Robbie tried to talk with her, but she shrank from him. Indeed she shuddered if he came too close and Robbie became offended. ‘A bloody goddamned heretic bitch,’ he cursed her in his Scottish accent and Genevieve, though she did not speak English, knew what he was saying and she just stared at Thomas with her big eyes.
‘She’s frightened,’ Thomas said.
‘Of me?’ Robbie asked indignantly, and the indignation seemed justified for Robbie Douglas was a frank-faced, snub-nosed young man with a friendly disposition.
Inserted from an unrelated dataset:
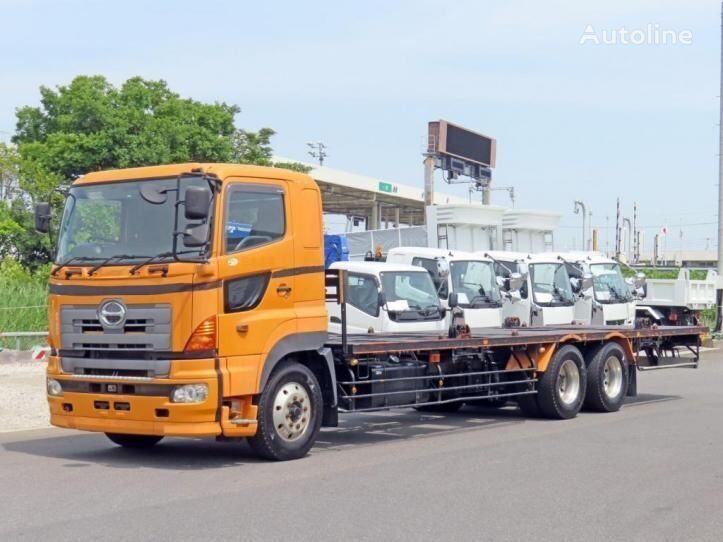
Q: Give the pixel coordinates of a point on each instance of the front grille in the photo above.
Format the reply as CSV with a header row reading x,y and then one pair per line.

‘She was tortured,’ Thomas explained. ‘Can’t you imagine what that does to a person?’ He involuntarily looked at the knuckles of his hands, still malformed from the screw-press that had cracked the bones. He had thought once he would never draw a bow again, but Robbie, his friend, had persevered with him. ‘She’ll recover,’ he added to Robbie.
‘I’m just trying to be friendly,’ Robbie protested. Thomas gazed at his friend and Robbie had the grace to blush. ‘But the bishop will send another warrant,’ Robbie went on. Thomas had burned the first, which had been discovered in the castellan’s iron-bound chest along with the rest of the castle’s papers. Most of those parchments were tax rolls, pay records, lists of stores, lists of men, the small change of everyday life. There had been some coins too, the tax yield, the first plunder of Thomas’s command. ‘What will you do?’ Robbie persisted. ‘When the bishop sends another warrant?’